(28 Sept. 1823–10 Feb. 1829)
Of noble parentage, Annibale Sermattei della Genga was born in the Castello della Genga, near Spoleto, on 22 Aug. 1760, was a student in Rome, and after ordination (1783) at the age of not quite 23 became private secretary to Pius VI, who in 1784 sent him as ambassador to Lucerne. Titular archbishop of Tyre in 1793, he was nuncio in Cologne though obliged, because of the French occupation, to reside in Bavaria 1794–1802, being chosen for several diplomatic missions. After returning to Rome he retired to Monticelli near Piacenza until Pius VII sent him as envoy to the diet of Regensburg in 1805, and in 1806 entrusted him with concordat negotiations (in the event unsuccessful) with the courts of Bavaria, Baden, and Württemberg. In 1808 he was in Paris on business with Napoleon, but was coolly received and soon returned. During Pius VII's captivity he lived, effectively a state prisoner, at his abbey of Monticelli but on the pope's restoration in 1814 was sent as nuncio to Paris. Here he fell out with Cardinal Ercole Consalvi (1757–1824), secretary of state, who criticized his failure to negotiate the restitution of Avignon, and retired again to Monticelli. In 1816, however, Pius VII named him cardinal priest of Sta Maria in Trastevere and—with the personal title of archbishop—bishop of Senigallia. Within a few months he resigned the see on grounds of ill health and retired to his residence near Spoleto. In 1820 he became vicar-general of Rome and prefect of several congregations. At the hotly contested conclave of 1823 during which Austria exercised a veto against the favoured candidate, he was elected somewhat against his will by the votes of the zelanti, conservatives with a primarily religious interest who wished a break with the ‘liberal’ Consalvi and a return to more reactionary policies.
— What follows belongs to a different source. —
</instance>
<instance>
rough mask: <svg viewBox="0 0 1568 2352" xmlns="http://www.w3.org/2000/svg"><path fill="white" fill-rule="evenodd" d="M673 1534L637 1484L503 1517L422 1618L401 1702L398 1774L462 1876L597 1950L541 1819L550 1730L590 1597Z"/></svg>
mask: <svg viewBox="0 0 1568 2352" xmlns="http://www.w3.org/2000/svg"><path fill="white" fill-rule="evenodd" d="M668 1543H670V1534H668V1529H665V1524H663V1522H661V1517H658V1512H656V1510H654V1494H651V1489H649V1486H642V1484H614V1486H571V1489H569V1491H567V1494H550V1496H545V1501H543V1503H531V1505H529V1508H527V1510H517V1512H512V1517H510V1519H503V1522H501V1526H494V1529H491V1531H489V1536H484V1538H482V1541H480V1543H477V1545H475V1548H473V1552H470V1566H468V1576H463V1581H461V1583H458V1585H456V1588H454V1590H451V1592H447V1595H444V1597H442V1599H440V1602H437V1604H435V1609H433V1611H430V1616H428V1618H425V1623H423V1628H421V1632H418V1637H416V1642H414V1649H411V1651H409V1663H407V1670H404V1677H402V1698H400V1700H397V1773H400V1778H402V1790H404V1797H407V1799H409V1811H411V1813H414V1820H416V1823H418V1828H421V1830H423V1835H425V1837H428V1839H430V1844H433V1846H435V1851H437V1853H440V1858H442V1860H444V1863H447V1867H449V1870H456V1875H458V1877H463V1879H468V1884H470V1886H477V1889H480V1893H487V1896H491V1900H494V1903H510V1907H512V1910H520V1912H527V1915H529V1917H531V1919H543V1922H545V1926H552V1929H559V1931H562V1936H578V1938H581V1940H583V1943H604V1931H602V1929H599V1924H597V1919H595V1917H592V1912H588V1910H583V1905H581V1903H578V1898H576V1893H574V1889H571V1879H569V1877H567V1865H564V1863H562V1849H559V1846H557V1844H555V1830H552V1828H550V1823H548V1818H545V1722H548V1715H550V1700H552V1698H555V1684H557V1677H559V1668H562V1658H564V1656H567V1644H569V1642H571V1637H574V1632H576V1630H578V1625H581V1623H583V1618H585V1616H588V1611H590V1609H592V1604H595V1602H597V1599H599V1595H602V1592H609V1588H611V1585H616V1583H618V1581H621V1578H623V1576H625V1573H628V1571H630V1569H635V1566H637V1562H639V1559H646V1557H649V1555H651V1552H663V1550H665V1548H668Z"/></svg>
A simple, devout man, morally strong but lacking the flair of leadership, Leo shared the wish of the zelanti that his pontificate should have a less political, more religious orientation. As a sign of this he left the Quirinal palace to live at the Vatican. He at once replaced Consalvi with a conservative as secretary of state, appointed a Congregation of State to advise on political and religious matters, and published (May 1825) measures condemning indifferentism, toleration, and Freemasonry, reinforcing the Index and the Holy Office, favouring the Jesuits, and (against the advice of the great powers) announcing a holy year for 1825, which brought tens of thousands to Rome, but very few from outside Italy. His reactionary approach was most evident in dealing with the papal states. Although some of Pius VII's reforms were left intact and useful, if unpopular, fiscal measures introduced, the feudal aristocracy was installed afresh in privileged positions, ecclesiastical courts of the pre-1800 pattern returned, the laicization of the administration was halted, the Roman college was returned to the Jesuits, new chairs were founded at universities but teaching was supervised in ways intended to stifle criticism, and Jews were again restricted to ghettos. The modern state which Consalvi had been tentatively fostering reverted to a police regime infested with spies and intent on stamping out, with penalties ranging from petty clerical surveillance of private life to execution, any possible flicker of revolution. The result was inevitably economic stagnation, the alienation of the middle classes, and hatred for the personally mild pontiff who was held to blame for making the papal state one of the most backward in Europe.